Department of Family Medicine and Community Medicine, E-Da Hospital, I-Shou University, Kaohsiung City 824, Taiwan.
College of Medicine, I-Shou University, Kaohsiung City 824, Taiwan.
Eur Heart J Cardiovasc Pharmacother. 2024 Oct 4;10(6):505-514. doi: 10.1093/ehjcvp/pvae056.
Proprotein convertase subtilisin/kexin type 9 (PCSK9) inhibitors are effective in reducing cardiovascular events, but their impact on all-cause mortality and medical utilization compared to statins is unclear. This study investigated PCSK9 inhibitor use and its impact on mortality and medical utilization vs. statins, using TriNetX database data with up to 9 years of follow-up.

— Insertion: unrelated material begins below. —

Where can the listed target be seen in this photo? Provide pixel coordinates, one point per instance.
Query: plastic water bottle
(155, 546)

This retrospective cohort study analysed TriNetX data spanning 1 July 2015, to 31 December 2023, including 79 194 PCSK9 inhibitor users (alirocumab, evolocumab, inclisiran) and 5 437 513 statin users with hyperlipidaemia. The primary outcomes were all-cause mortality and medical utilization, including hospital inpatient services, emergency department visits, critical care, and mechanical ventilation. Propensity score matching showed that PCSK9 inhibitor use was associated with a 28.3% lower risk of all-cause mortality [adjusted hazard ratio (aHR) 0.717, 95% confidence interval (CI): 0.673-0.763] and significant reductions in medical utilization (hospital inpatient services usage: aHR 0.692, 95% CI: 0.664-0.721; emergency department services: aHR 0.756, 95% CI: 0.726-0.788; critical care services: aHR 0.619, 95% CI: 0.578-0.664; and mechanical ventilation: aHR 0.537, 95% CI: 0.484-0.596) compared to statins. These findings were consistent across various demographics and clinical subgroups. The sensitivity analyses supported the robustness of the findings.
PCSK9 inhibitors significantly reduced all-cause mortality and medical utilization compared to statins, suggesting their important role in dyslipidaemia management, particularly for statin-naïve or intolerant patients. Further research, including randomized controlled trials, is needed to confirm these findings and explore the underlying mechanisms.
前蛋白转化酶枯草溶菌素 9(PCSK9)抑制剂在降低心血管事件方面具有显著疗效,但相较于他汀类药物,其对全因死亡率和医疗利用率的影响尚不明确。本研究使用 TriNetX 数据库数据(随访时间最长可达 9 年),旨在探究 PCSK9 抑制剂的应用及其与他汀类药物相比在死亡率和医疗利用率方面的影响。
本回顾性队列研究分析了 2015 年 7 月 1 日至 2023 年 12 月 31 日期间的 TriNetX 数据,共纳入 79194 名使用 PCSK9 抑制剂(阿利西尤单抗、依洛尤单抗、依洛西仑)和 5437513 名患有高脂血症但使用他汀类药物的患者。主要结局为全因死亡率和医疗利用率,包括住院服务、急诊就诊、重症监护和机械通气。倾向评分匹配显示,与使用他汀类药物相比,使用 PCSK9 抑制剂可使全因死亡率降低 28.3%[校正风险比(aHR)0.717,95%置信区间(CI):0.673-0.763],且显著降低医疗利用率(住院服务使用率:aHR 0.692,95%CI:0.664-0.721;急诊服务使用率:aHR 0.756,95%CI:0.726-0.788;重症监护服务使用率:aHR 0.619,95%CI:0.578-0.664;机械通气使用率:aHR 0.537,95%CI:0.484-0.596)。这些发现与各种人群和临床亚组一致。敏感性分析支持了研究结果的稳健性。
与他汀类药物相比,PCSK9 抑制剂可显著降低全因死亡率和医疗利用率,表明其在血脂异常管理方面具有重要作用,尤其适用于他汀类药物不耐受或初始治疗失败的患者。需要进一步的研究,包括随机对照试验,以证实这些发现并探索潜在机制。